Face transplants a success

Updated: 12:17, Friday, 22 August 2008

Two facial transplants have proved highly successful two years on, opening the way for wider use of the procedure.

1 of 1Isabelle Dinoire - First face transplant
Isabelle Dinoire - First face transplant

Two facial transplants - one on a Chinese man who had half his face ripped off by a bear - have proved highly successful two years on, opening the way for wider use of the procedure, studies released today report.

The operations in China and France are among a handful that have pioneered the use of donor tissue to repair severe disfigurement of the face caused by burns, tumours, malformations or trauma, such as car crashes.

Despite some complications, both patients regained most normal physical functions, and enjoyed huge psychological benefits as well.

Both studies were published in the British medical journal The Lancet.
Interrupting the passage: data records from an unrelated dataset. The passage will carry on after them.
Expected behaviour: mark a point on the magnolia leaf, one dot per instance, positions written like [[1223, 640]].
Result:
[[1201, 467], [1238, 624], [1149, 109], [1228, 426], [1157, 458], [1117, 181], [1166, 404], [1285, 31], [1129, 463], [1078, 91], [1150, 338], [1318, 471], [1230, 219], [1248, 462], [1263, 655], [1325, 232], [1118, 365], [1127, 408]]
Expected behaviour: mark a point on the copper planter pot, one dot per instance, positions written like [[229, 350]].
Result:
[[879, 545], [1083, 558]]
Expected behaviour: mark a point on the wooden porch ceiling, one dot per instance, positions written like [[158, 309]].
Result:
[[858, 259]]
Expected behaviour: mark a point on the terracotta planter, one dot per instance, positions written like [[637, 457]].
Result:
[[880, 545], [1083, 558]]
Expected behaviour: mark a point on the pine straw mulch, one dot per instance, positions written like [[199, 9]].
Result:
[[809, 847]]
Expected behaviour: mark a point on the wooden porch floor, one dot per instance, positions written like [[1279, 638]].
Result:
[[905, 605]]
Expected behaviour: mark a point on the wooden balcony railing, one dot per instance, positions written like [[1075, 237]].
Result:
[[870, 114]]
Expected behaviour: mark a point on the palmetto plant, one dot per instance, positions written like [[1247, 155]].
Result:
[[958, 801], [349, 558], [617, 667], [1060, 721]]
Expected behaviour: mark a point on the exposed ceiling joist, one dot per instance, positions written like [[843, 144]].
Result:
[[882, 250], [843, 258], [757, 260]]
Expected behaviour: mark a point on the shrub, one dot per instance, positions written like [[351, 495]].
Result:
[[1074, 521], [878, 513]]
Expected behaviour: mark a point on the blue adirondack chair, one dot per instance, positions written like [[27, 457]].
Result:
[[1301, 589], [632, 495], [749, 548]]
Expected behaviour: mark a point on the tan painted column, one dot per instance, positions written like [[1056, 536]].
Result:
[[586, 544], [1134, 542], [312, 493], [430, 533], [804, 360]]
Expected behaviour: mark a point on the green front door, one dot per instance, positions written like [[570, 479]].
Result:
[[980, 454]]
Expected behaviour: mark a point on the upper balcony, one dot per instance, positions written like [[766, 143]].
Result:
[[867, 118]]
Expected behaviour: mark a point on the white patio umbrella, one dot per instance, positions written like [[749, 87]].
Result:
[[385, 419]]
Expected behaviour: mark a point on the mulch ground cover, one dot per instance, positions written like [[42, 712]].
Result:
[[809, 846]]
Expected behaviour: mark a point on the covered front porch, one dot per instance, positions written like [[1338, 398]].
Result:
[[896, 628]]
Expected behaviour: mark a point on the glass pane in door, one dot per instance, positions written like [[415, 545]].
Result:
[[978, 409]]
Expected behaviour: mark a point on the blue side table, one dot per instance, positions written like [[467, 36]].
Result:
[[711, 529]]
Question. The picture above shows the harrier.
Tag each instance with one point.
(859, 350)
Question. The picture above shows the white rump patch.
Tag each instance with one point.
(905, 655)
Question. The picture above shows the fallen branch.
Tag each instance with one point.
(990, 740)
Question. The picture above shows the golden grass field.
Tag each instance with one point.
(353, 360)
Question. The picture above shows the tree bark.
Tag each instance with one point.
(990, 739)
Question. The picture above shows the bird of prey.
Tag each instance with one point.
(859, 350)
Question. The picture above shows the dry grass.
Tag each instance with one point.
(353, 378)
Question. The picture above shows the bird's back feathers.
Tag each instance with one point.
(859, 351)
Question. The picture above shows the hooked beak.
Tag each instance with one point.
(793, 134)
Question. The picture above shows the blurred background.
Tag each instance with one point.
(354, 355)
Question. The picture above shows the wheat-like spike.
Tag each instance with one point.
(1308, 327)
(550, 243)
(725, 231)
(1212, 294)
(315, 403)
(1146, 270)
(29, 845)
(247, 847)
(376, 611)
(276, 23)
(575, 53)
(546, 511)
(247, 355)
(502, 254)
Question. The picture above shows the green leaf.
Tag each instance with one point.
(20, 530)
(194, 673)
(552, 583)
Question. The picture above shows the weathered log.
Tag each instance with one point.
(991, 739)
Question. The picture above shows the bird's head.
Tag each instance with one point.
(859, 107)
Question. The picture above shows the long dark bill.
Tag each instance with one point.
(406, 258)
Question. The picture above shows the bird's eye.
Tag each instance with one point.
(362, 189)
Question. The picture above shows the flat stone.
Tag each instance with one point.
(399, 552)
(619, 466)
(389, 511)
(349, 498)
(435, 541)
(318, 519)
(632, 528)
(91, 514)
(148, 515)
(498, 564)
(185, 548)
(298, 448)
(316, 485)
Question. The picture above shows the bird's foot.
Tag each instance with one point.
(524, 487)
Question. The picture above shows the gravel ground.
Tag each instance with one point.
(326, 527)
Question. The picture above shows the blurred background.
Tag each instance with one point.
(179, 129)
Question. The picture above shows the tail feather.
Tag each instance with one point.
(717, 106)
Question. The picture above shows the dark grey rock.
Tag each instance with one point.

A team led by Shuzhong Guo of the Institute of Plastic Surgery at Xijing Hospital in Xian, China, reported on the case of a 30-year-old man, Li Guoxing, who was mauled by a bear in October 2004.

The transplant took place in April 2006 and included the connection of arteries and veins, and repair of the nose, lip and sinuses.

The farmer, who was attacked while looking for a stray sheep, experienced three acute episodes during which his immune system tried to reject the tissue, but doctors managed to control them with the use of steroids and drugs.

In the second case, a 29-year-old man in France with a facial tumour called a neurofibroma, caused by a genetic disorder, underwent surgery in January 2007.

The tumour was so massive and hideous that the man could neither eat or speak properly, and was socially isolated.

The Frenchman's immune system also flared up, but treatment overcame both rejection episodes. One year after surgery, sensation and motor function had returned to the transplanted tissue.

Less then 13 months after the transplant, the man was working fulltime and considered himself to be fully integrated into society.

French woman Isabelle Dinoire became the first person in the world to receive a face transplant in 2005.